Postby Athos » Sun Jun 27, 2010 1:57 am

... SUCKS. And sucks big time.

I've been playing with Lego for 25+ years and recently had a daughter, who got her first Duplo set (we'll have to save it until she gets older, but the point is, I have been a loyal customer for a long time and am hoping to continue in the same and new ways) and I spend upwards of USD $1,000 every year on Lego. I stuck it out through the grey & brown colors changing and the mismatched purple from the Knight's Bus set.

I recently got a complete set of these figures. I was very excited... until I opened the first few bags...

I was horribly disappointed with the quality of the plastic in these figures. I haven't been one to complain about the figure quality in the past (I thought people were overreacting) but these figures are the worst quality I have ever encountered. The legs feel loose, like they're going to break off if I move them at all. The plastic also isn't up to your usual standards; if I didn't know better, I'd think I'd been swindled into buying a cheap knock-off brand from China (shifty-bricks, anyone?). The color looks wrong too...

The cowboy hat looks nearly transparent in places. As does Robin Hood's cap. The bow and quiver feel cheap and poorly made.

For paying $2 per figure, I am very disappointed. This is a horrible step in the complete wrong direction for Lego. I loved the idea of this line and loved the design of the figures and was very excited about the whole line. But now I am very very disappointed. I was seeking multiples of many of the figures, but think I'll have to pass, given their poor quality.
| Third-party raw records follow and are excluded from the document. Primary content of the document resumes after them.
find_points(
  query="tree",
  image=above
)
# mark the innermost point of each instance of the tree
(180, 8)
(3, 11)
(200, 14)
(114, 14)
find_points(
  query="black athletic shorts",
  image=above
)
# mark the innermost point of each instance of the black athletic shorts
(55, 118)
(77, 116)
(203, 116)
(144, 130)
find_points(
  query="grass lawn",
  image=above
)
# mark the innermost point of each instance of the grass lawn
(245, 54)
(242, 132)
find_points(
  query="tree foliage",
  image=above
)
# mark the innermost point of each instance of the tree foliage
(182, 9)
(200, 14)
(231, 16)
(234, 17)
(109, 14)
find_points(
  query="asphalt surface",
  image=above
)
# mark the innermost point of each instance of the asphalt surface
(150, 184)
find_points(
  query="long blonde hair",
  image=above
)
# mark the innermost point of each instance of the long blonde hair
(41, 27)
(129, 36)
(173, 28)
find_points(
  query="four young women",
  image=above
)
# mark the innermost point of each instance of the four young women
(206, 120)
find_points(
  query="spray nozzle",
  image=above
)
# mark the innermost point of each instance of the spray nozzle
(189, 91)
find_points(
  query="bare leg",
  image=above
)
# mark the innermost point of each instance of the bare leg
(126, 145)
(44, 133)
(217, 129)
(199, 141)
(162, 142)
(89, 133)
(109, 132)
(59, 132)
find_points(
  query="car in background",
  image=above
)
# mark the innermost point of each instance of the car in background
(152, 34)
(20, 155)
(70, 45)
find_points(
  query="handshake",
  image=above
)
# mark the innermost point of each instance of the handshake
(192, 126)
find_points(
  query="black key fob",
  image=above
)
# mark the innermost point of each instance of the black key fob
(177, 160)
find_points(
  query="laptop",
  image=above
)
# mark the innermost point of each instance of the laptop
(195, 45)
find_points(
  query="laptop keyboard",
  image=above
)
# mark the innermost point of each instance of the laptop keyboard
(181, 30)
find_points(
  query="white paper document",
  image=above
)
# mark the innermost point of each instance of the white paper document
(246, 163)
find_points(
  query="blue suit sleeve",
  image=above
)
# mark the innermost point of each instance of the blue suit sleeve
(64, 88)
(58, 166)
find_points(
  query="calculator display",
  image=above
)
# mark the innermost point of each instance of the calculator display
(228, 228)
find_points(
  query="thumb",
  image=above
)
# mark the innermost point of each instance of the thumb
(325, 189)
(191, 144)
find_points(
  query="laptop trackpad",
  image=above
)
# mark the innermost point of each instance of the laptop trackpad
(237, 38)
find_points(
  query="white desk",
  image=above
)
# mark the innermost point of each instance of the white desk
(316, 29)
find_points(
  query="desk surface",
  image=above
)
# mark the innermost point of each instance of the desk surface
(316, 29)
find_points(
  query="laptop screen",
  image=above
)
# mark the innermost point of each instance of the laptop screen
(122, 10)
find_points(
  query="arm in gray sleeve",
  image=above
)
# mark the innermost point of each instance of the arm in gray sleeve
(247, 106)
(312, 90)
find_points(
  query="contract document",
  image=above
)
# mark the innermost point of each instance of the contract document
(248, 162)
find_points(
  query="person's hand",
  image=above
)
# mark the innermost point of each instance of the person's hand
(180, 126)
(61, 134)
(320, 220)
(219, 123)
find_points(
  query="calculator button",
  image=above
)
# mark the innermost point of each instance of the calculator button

I hope this issue can be resolved before the 2nd wave of these figures, or I may, regretably, have to pass on those too. I can only hope this shoddy work doesn't spread to the usual sets.

Thank you,

Steve

P.S. Please everyone, don't just respond; email Lego about this as well... People with blogs, take up this issue too! Let's innundate Lego customer service with complaint calls, letters and emails!
Last edited by Athos on Sun Jun 27, 2010 2:17 am, edited 1 time in total.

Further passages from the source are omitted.